After breakfast, we go ahead to Bulguksa (佛國寺; Fu Guo Si).  Reading in Chinese it really simply means Buddhist temple.  If you can’t read the Korean and Chinese characters in this blog, I suggest installing the East Asian language pack of Windows.  Back to Bulguksa.  This is one place you shouldn’t miss if you’re in this city.  It ain’t a UNESCO Heritage Site for nothing.  The architecture is well thought out.  The designs have meaning and purpose.  The number of steps in the main entrance, the roof designs, even the symbols.  Chinese and Buddhist influence really show and is a main part of Silla character of Korea.  It would take very long to give you full details of the place.
Img_0316_1
Everyone enter’s the gate save for Ryneth’s mom.  Unique trees and plants have a smallcard with their name and specie.  There is a gate that says 天王門 (Royal heavenly door?).  Hanja (韓字) in Bulguksa reads from right to left, compared to Tumuli Park where it’s left to right.  Each side of the gate has goulish statues which is for warding evil spirits.  Some more walking and we reach the front of the temple.  Outside the temple is a storage house where there are tiles.  For 500 Won donation, you can write your name and wishes on the tile.  The tiles will be used for construction.  There’s also a water construct where water is pouring.  The water comes from the mountain and is very clean.  I made sure to taste it before leaving. 

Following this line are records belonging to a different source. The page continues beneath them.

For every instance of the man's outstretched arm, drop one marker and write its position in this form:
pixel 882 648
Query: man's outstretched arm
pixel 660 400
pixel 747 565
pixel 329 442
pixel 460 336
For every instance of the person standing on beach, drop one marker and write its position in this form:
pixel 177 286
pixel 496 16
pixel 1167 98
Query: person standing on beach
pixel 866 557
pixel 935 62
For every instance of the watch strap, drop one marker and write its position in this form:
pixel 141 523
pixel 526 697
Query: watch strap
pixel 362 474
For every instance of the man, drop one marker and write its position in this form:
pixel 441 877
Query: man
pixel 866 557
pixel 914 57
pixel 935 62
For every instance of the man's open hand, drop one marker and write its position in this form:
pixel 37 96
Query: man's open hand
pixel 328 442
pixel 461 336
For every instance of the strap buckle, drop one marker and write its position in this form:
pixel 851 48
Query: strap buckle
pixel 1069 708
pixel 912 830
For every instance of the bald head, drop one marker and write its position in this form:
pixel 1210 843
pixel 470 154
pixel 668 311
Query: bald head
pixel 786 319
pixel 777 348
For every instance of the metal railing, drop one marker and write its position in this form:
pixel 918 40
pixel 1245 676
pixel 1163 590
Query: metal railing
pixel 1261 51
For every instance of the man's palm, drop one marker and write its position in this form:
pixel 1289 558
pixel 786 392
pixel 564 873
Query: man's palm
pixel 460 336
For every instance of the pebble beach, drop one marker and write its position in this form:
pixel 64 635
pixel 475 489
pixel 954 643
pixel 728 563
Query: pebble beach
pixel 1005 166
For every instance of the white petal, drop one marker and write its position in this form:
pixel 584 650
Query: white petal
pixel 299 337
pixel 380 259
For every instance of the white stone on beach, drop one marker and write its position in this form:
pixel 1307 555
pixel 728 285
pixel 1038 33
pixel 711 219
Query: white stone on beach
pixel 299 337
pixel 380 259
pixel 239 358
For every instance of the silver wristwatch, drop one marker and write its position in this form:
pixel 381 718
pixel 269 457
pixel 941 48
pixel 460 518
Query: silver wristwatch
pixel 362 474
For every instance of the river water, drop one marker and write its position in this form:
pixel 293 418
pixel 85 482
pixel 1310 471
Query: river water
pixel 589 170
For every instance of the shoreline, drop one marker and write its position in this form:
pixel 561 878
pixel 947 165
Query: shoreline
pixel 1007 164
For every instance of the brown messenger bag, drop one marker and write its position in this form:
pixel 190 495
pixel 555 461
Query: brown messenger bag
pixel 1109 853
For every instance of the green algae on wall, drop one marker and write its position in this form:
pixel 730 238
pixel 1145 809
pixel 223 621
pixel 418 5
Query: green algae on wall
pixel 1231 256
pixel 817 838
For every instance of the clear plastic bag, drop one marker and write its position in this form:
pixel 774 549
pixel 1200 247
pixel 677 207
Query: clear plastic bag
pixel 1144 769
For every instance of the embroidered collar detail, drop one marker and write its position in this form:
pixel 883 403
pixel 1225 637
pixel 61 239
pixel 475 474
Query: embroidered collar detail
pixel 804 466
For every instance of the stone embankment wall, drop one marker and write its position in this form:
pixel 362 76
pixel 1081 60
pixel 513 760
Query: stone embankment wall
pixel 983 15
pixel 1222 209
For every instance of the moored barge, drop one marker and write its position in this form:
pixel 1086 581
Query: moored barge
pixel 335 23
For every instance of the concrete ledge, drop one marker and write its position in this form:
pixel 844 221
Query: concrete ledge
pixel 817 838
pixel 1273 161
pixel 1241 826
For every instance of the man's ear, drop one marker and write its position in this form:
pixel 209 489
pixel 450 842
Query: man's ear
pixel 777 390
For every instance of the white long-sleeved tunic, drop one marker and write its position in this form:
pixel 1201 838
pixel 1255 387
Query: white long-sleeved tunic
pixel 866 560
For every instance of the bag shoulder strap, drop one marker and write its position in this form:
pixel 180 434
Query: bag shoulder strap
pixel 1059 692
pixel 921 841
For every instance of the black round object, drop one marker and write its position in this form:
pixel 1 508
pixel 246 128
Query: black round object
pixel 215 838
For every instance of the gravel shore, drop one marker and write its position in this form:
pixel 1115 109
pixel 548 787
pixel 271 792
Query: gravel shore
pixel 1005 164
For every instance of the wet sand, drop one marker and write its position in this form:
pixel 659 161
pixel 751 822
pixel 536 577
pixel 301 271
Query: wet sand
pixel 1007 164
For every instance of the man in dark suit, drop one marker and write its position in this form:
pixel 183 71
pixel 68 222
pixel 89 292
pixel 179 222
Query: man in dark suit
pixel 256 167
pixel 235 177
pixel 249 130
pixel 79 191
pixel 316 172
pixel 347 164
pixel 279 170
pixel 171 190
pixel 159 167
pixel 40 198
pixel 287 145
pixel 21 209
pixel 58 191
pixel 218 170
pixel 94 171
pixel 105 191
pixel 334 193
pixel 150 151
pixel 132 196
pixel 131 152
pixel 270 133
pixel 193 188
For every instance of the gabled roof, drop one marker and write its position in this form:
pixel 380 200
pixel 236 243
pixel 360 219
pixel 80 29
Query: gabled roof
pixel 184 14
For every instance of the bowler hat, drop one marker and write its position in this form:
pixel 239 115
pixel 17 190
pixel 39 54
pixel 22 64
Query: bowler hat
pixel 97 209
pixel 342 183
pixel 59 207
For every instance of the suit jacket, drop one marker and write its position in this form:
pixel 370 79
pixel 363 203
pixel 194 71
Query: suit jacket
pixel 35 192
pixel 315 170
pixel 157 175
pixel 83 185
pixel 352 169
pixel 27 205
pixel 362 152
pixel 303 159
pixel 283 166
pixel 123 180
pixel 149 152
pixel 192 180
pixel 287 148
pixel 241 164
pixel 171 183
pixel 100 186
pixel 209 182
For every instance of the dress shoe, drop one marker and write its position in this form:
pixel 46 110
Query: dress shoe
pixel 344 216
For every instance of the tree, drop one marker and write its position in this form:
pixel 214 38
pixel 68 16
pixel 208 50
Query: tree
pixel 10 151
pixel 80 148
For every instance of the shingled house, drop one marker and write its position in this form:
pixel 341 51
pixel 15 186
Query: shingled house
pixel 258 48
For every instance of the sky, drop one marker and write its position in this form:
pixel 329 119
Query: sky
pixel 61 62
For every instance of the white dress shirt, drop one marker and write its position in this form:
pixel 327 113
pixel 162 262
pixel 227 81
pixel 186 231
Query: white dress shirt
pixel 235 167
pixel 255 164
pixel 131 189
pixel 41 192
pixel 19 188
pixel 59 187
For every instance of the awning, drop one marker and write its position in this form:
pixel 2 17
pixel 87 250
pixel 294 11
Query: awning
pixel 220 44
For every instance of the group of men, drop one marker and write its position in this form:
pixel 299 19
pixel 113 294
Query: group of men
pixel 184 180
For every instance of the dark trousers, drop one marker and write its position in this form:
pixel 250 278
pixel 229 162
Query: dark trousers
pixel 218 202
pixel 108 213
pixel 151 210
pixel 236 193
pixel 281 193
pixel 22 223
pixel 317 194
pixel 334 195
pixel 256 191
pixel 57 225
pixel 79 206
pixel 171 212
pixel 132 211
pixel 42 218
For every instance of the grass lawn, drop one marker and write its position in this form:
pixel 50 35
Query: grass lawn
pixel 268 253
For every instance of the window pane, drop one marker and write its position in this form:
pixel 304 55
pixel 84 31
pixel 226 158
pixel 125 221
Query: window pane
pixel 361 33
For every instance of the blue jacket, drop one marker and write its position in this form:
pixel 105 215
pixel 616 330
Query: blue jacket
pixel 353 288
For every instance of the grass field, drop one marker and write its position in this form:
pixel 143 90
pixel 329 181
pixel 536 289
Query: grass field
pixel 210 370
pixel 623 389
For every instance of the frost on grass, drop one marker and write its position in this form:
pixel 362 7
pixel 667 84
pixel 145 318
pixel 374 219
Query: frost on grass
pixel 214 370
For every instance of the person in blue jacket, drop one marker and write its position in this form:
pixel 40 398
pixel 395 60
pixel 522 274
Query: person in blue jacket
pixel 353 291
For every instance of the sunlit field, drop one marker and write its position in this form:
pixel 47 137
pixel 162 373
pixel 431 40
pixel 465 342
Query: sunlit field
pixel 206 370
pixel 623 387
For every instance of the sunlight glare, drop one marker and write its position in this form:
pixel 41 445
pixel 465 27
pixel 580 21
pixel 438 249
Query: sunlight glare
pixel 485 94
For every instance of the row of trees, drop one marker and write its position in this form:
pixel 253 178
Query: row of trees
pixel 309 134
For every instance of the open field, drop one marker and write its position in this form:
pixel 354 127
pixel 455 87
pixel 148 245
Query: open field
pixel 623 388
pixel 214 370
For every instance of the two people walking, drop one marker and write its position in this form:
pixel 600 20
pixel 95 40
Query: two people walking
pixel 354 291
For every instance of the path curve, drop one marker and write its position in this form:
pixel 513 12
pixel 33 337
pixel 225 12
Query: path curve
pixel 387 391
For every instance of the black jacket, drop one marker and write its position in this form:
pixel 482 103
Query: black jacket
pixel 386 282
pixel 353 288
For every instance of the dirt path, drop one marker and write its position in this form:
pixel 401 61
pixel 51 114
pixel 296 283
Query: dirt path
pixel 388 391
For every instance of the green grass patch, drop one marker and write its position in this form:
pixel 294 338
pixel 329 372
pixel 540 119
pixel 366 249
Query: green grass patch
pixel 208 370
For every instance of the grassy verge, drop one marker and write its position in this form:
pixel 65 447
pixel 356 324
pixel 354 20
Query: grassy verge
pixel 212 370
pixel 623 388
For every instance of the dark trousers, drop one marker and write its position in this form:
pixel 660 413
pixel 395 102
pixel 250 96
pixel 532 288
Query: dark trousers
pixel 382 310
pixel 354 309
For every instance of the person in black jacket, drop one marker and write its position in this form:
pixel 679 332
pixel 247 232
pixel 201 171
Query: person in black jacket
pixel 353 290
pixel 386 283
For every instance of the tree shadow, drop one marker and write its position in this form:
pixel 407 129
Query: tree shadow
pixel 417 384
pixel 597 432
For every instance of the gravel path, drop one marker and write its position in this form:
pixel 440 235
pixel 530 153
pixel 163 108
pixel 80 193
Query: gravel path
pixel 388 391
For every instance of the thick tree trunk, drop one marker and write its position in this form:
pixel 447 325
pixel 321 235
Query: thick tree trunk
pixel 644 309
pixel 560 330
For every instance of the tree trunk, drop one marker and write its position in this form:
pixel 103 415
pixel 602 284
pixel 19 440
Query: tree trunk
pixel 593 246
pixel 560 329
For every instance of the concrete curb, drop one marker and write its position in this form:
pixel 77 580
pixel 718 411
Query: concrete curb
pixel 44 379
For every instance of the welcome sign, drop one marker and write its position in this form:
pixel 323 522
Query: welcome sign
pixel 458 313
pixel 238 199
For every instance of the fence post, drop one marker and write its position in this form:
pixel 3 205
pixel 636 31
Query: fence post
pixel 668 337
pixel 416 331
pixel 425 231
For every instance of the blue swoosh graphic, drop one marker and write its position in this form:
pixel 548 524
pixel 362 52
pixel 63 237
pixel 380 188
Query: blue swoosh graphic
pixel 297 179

The Korean local government really make sure the site is well preserved.  You can’t use the main steps of the entrance.  You’ll have to use the backdoor.  Inside, there are a number of halls, the two pagodas.  One of the pagodas, Seokgotap, and also a stone stupa contains sarira.  I remember when Papa was cremated, we had the crematorium people pick little light greenish stones and put in a small bag.  That is sarira.  Irene is excited and interested by James retelling this story.  As I said before, most Koreans prefer burial even though Buddhists practice cremation.  Temples have temple stay service if you’re the type to immerse in that much Buddhist culture.  There are four objects that signal you to wake up: a gong, drum, big metallic fish and horn.  If those don’t wake you up, I don’t know what will.

Img_0328
The halls house several national treasures.  There are several interpretations of Buddha statues inside, and very big too.  Once again, like yesterday, students arrive as part of their field trip.  We kind of hustle to finish.  One hall got our attention.  It’s Museoljeon (무설전;  無說殿).  In Wikipedia, it means Hall of No Words.  Irene has a wonderful oxymoronic translation: No Lecture Hall.  This hall is where you meditate in silence and part of learning Buddha’s teachings which is not done by imparting teachings or lectures alone.  So, it’s a lecture hall with no lecturing.

Soon it’s time to go, and we must go now for it’s going to be about 2hr ride to our next itinerary, Chungju Lake (충주호수).  Yes, Bulguksa is one temple you shouldn’t miss visiting.